Open coxley opened 8 months ago
Here's an example for how I will probably work around this until there's a better way. Feel free to steer me another direction :)
syntax = "proto3";
package zstd;
option go_package = "repro/zstd";
// Compressed is a wrapper for zstd encoded data in lieu of better ways of sharing metadata
message Compressed {
string category = 1;
string namespace = 2;
bytes data = 3;
}
// codec is a dictionary-aware compression implementation
//
// Given a category and namespace, it knows how to find the correct dictionary
// to compress with.
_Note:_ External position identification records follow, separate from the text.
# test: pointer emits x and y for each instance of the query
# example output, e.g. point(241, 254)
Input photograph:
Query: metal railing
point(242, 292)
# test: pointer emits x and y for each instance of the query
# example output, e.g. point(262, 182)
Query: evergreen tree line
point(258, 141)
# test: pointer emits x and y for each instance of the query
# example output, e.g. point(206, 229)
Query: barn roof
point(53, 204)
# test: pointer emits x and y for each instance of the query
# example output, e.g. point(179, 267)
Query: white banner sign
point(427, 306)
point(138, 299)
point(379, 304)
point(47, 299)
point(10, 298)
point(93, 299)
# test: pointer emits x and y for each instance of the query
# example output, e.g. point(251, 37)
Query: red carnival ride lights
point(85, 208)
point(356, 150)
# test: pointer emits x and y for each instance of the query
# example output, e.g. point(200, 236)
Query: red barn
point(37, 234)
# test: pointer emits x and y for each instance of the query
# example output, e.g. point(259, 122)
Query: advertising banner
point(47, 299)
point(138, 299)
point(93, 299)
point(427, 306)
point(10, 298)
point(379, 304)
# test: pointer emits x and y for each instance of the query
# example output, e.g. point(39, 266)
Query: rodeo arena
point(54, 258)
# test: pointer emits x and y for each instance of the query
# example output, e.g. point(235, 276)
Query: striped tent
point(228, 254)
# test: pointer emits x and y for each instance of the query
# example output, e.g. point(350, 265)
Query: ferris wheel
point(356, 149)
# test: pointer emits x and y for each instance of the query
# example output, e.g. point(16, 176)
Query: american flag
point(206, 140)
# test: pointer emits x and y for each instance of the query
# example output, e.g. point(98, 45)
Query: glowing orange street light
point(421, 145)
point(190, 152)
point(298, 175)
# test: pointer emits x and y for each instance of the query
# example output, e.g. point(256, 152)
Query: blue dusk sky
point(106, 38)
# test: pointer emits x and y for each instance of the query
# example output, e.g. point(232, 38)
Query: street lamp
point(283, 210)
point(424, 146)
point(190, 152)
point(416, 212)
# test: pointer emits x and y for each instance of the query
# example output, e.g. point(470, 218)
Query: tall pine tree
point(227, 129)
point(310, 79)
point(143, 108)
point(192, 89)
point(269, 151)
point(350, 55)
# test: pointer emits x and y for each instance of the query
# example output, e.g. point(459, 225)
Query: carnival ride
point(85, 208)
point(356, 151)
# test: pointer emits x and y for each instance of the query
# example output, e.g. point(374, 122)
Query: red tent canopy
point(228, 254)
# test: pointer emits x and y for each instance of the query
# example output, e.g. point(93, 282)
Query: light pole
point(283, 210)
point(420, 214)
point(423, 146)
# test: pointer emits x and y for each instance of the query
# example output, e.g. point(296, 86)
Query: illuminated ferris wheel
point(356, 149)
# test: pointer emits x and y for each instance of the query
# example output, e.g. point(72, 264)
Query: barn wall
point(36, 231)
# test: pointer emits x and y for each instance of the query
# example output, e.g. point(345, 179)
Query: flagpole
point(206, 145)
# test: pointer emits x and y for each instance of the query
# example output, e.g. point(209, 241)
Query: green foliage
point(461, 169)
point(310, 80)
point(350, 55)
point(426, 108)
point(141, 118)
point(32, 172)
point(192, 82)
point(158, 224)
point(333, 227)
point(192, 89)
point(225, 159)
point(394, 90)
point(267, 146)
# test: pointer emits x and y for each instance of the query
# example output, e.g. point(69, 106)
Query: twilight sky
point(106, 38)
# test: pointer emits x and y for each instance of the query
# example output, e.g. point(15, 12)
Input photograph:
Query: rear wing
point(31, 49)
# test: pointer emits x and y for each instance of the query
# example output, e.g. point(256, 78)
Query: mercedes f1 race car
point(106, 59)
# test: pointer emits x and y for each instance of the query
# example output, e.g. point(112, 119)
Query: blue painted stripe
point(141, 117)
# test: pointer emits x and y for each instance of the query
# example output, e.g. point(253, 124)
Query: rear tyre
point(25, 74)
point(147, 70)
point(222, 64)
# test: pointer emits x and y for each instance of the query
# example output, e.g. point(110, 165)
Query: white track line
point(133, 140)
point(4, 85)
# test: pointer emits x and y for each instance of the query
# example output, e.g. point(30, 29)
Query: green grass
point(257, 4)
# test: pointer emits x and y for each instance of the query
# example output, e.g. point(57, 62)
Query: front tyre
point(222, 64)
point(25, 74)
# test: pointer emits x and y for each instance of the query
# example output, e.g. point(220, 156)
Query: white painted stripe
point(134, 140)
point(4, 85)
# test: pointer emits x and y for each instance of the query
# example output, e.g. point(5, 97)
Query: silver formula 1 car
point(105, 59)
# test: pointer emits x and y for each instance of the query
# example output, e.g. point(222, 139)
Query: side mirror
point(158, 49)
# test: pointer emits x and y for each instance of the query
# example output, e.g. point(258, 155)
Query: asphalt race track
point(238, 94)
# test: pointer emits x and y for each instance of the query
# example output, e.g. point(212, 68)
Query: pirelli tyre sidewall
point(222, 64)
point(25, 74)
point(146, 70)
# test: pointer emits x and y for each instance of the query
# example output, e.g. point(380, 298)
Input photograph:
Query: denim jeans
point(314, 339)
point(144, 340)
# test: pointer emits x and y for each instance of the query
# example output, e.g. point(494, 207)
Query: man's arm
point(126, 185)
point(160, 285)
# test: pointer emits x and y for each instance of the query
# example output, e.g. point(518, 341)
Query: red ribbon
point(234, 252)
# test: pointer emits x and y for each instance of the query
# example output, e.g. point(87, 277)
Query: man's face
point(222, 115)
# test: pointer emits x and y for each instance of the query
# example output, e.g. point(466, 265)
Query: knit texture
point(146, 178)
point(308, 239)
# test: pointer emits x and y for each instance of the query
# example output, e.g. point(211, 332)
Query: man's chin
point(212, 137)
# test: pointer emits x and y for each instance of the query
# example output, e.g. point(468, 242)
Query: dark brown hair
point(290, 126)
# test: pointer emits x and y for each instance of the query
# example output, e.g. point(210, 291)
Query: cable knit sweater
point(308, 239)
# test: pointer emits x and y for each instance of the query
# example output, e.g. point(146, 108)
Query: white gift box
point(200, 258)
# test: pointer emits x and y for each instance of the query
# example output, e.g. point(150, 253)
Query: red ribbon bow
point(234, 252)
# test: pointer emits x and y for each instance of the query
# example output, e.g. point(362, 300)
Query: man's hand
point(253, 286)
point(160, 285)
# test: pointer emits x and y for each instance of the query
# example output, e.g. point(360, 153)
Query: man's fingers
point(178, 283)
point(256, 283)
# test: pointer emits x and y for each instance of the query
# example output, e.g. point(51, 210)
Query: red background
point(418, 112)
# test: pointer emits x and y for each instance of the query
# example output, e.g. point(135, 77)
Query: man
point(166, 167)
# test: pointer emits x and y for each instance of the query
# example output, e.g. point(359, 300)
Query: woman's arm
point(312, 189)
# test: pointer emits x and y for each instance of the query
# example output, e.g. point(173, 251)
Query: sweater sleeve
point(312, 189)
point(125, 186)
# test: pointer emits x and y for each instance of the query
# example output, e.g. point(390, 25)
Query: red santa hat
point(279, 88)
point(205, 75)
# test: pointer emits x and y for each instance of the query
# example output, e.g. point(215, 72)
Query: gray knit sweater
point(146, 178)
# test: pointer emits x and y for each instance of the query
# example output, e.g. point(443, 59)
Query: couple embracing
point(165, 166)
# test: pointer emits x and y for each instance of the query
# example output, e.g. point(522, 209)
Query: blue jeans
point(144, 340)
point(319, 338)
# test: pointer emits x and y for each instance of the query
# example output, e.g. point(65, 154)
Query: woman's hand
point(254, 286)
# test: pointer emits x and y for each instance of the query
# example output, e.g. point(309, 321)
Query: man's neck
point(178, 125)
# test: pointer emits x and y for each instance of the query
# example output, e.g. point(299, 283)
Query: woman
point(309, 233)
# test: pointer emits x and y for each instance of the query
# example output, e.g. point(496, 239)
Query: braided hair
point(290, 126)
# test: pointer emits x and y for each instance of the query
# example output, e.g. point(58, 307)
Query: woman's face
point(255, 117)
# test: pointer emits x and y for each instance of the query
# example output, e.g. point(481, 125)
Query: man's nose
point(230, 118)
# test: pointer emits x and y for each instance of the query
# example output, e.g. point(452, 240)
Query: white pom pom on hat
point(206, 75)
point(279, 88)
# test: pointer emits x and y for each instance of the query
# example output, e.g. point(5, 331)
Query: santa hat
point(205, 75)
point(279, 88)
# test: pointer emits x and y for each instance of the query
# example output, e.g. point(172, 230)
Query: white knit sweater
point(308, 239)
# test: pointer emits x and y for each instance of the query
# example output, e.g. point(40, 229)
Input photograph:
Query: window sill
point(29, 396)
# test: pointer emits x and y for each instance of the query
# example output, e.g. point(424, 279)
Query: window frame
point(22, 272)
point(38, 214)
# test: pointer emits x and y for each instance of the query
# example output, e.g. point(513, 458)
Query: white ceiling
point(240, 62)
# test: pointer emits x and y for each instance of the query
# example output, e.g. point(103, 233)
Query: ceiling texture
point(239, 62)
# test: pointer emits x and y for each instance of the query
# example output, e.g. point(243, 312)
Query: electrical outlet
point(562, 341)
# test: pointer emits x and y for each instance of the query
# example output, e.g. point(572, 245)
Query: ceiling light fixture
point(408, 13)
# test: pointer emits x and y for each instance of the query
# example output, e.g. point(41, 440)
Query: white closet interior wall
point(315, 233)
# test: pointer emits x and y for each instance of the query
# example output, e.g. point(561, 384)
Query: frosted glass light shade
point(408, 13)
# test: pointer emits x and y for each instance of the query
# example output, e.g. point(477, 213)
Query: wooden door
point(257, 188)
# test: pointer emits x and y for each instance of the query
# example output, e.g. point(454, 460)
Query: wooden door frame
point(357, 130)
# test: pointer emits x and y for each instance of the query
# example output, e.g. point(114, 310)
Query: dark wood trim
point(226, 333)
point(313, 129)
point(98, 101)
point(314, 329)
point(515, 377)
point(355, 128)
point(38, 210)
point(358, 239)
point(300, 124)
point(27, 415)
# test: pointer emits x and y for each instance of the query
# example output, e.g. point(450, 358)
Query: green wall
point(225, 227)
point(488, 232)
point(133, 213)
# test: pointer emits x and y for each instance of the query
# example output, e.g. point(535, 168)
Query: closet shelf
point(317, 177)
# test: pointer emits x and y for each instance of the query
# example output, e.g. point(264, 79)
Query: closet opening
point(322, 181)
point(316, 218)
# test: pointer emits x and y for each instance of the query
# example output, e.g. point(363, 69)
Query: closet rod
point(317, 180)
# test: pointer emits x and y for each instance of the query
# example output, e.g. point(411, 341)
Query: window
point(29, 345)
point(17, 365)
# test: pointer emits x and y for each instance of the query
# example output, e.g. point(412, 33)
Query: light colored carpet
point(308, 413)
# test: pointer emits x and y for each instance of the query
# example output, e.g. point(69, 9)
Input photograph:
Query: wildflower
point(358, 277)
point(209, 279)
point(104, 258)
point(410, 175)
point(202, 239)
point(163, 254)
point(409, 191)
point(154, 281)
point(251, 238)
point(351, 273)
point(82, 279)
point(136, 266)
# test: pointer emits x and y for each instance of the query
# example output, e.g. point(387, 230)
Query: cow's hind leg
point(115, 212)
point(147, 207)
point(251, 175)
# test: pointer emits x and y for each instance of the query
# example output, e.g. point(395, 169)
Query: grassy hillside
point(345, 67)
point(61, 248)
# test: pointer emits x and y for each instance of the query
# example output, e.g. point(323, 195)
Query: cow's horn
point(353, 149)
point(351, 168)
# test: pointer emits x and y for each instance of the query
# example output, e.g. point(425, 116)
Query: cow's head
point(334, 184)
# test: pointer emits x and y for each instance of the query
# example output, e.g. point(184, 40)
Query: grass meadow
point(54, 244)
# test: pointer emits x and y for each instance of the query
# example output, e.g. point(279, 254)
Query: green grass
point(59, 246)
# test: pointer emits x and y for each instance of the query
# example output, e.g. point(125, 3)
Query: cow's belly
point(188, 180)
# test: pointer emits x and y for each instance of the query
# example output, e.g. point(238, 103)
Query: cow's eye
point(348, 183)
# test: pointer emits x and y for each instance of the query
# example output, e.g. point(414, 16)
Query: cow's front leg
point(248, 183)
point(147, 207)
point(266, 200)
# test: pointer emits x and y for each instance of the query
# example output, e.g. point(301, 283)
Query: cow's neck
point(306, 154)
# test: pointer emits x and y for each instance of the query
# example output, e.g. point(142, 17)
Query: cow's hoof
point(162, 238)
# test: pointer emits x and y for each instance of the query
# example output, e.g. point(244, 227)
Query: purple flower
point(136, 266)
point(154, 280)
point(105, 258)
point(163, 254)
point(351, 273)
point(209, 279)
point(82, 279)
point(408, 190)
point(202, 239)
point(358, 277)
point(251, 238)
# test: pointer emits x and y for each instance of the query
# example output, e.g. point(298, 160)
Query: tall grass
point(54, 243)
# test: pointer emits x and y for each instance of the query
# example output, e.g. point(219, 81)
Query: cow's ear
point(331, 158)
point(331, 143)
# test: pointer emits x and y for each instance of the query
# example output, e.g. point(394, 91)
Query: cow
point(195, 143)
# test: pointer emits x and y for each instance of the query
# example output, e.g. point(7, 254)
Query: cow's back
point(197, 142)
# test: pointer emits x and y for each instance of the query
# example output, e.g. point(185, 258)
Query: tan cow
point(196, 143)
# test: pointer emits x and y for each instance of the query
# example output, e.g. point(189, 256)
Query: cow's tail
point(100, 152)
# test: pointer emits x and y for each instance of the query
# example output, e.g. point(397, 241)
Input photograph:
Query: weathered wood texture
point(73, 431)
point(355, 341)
For decompression, it reads the dictionary ID from the
// zstd payload.
//
// This could later be augmented to have decompression IDs category:namespace
// aware vs. assuming they're globally scoped.
type codec struct {
Category string
Namespace string
}
func (c *codec) Marshal(v any) ([]byte, error) {
return marshal(c.Category, c.Namespace, v)
}
func (c *codec) Unmarshal(data []byte, v any) error {
return unmarshal(data, v)
}
func (c *codec) Name() string {
return "zstd-wrapper"
}
// marshal and compress 'v', wrap in [zstd.Compressed], and return the result
// of marshalling that
//
// Skip wrapping if 'v' is already a [zstd.Compressed]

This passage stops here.